Engels analisa no prefácio da quarta edição da origem da Família, da Propriedade Privada e do Estado (1984), a passagem do direito materno para o direito paterno, e a passagem da poligamia para a monogamia, que foram “os primeiros passos” para a constituição da família ocidental patriarcal burguesa.

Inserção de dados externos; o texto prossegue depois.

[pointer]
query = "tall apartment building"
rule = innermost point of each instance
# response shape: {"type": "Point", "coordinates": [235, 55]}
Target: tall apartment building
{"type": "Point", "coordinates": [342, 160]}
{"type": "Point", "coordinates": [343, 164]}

Como fica claro pelo título da obra, a história da família ocidental se deu juntamente com o avanço do capitalismo e do Estado, e está ligada a história da Igreja e da ciência. A família nesse contexto é uma unidade de reprodução e de produção, de indivíduos e de riquezas. A mulher aqui tinha direitos limitados, como em relação a propriedade privada; seus deveres eram de casar (o casamento como instituição jurídica do Estado), cuidar da casa e ser mãe, garantindo a reprodução. O sangue, o nome, e a terra eram do marido. O homem, podia transitar livremente pela esfera pública, e sua imagem está ligada a ideia de provedor da casa.
Ele está na esfera da cultura, da tecnologia, da ciência, do público, da força. A mulher cuidava dos filhos, da casa, e de si, para o marido. Esse modelo, mesmo sofrendo transformações, se naturalizou, e mais do que isso, se naturalizou a figura da mulher enquanto um sujeito que é mãe, e é mãe por natureza[1].
Essa família patriarcal tradicional, é substituída no contexto urbano pela “família conjugal moderna” como chama Mariza Corrêa, “onde a finalidade do casamento não é mais principalmente a manutenção de uma propriedade comum. ” (2003, p.16). Em uma abordagem mais contemporânea que Engels, Bourdieu, ao tratar sobre o que ele chama de “o espírito da família”, destaca que a família é definida não só por aparatos estatais, mas também por uma cosmologia de palavras como casa, lar, e unidade doméstica, que constroem a realidade social. Como coloca Bourdieu, “quando se trata do mundo social as palavras criam as coisas” (2008, p. 127). Criam categorias de mãe e pai. As definições de quem é o pai ou quem é mãe e o que faz de cada um deles pai e mãe são complexas e variam dependendo da realidade que for analisada. Existe tanto a mãe que cria, e não pariu; a mãe que pariu e que diz que não é mãe, seja por qualquer razão que faça com que ela não se identifique com o termo, por exemplo.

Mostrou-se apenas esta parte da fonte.